With the start of classes this past Monday, another spring break has come and gone as Brown students embark on the homestretch before the end of the semester. Though the time off from class was universally awaited, the stereotypical portrait of college spring break as a week for students to travel is something of a social construct that accentuates the unmistakable air of privilege on Brown’s campus.
Two weeks ago, a professor of mine prompted class discussion by having us go around the room and tell the rest of the class “where we were going for spring break.” Some students were indeed going to distant places; Miami, Mexico, even Paris. But many, if not the majority of students, were going home or staying on campus for the week. What was intended as a bonding exercise for the class instead created a divide between students.
This is not the first situation I have experienced at Brown where people have misconstrued what spring break signifies for most students — merely a week away from class. Though surely not ill-intentioned, the very question “where are you going?” assumes that the ability to travel to a different city or country for a week is a given rather than a privilege. It also creates a hierarchy of exoticism; those who travel farther away are seen as having a ‘better’ break than those who do not.

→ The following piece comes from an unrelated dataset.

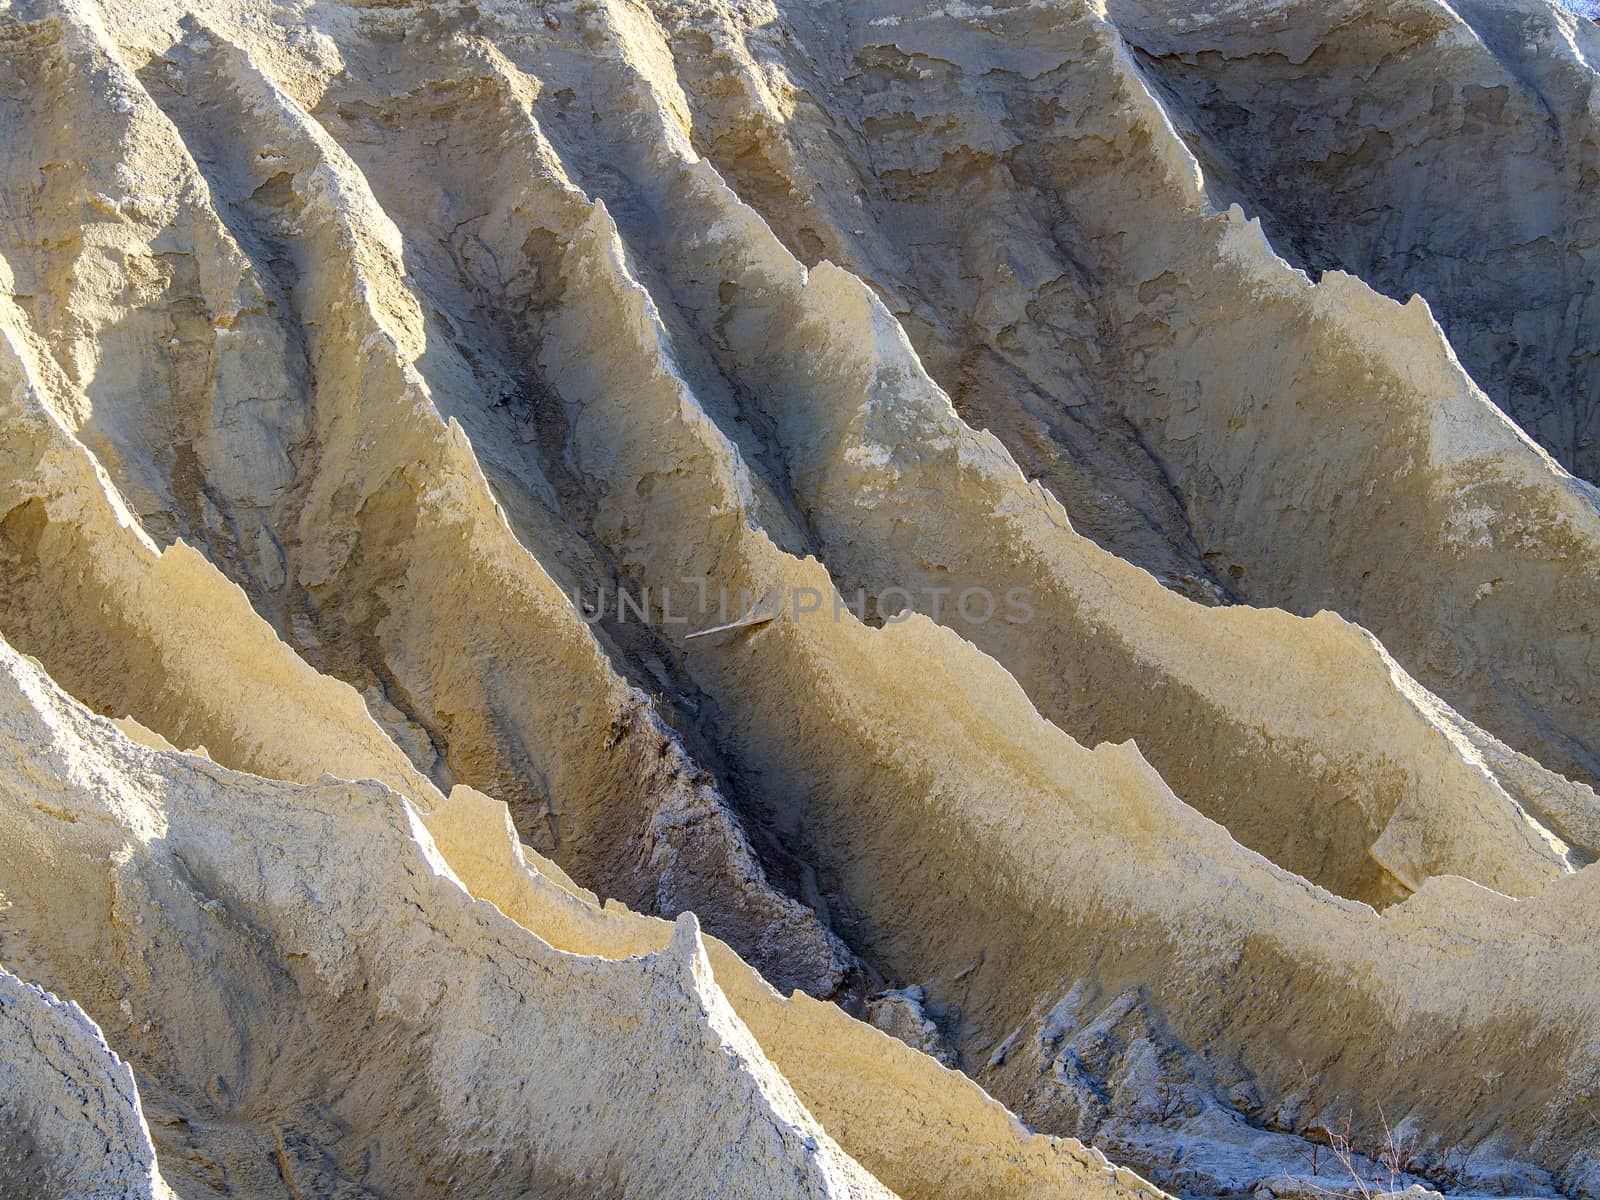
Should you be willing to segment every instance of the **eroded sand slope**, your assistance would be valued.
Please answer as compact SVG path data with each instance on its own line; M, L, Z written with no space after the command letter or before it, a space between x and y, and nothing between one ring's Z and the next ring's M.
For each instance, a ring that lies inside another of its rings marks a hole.
M1600 1195L1596 63L9 0L0 1192Z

Brown students hail from an array of geographic regions and socioeconomic sectors. This diversity allows for a wide range of perspectives on campus and promotes a positive sense of individuality. But when the median annual family income for Brown students is $204,200, the highest in the Ivy League, some permeation of privilege into Brown’s campus culture is inevitable. More students at Brown come from families in the top 1 percent of income earners than from the bottom sixty percent, so the apparent normalization of access and freedom to travel is understandable. Conversations about spring break merely highlight the ways we lump everyone into this statistic and are insensitive to the unique personal situations of students in which many are not able to travel or even return home for breaks. The privilege that undeniably exists on this campus is not necessarily to be demonized, but when it manifests itself in conversations that evoke exclusivity, it is demonstrative of the work that still needs to be done on campus. Specifically, we should be using our unique diversity to promote better self-awareness in our actions and conversations with others.
This is not just a matter of wealth. Universities across the United States are advising international students from target countries on which Trump has placed a no-entry ban not to return home for university breaks, for fear that these students will not be allowed to come back. Furthermore, many students may feel unsafe or unwelcome going home for breaks or perhaps not have a home to return to. Though there are no Brown-specific statistics available on housing for homeless students, the presence of homeless college students throughout some of the country’s most elite universities is a reality seldom acknowledged. We should keep these truths in mind during future group discussions.
Brown tries very hard to promote inclusivity, but that attitude starts at the student body level and, more specifically, through casual conversation and class discussion. The assumptions we make in these moments have the power to marginalize individuals and make them feel invisible or less than.
This is not a difficult attitude to adjust. Even changing the way we frame our questions from “where are you going” to “what are you doing” removes the expectation of privilege and opens up the dialogue to a broader range of subjects. Applying this to a general shift toward conscientiousness will help us remove the assumptions we place on others so that together we will be able to dismantle the hegemonic notion of spring break and enjoy the time off from class for what it is.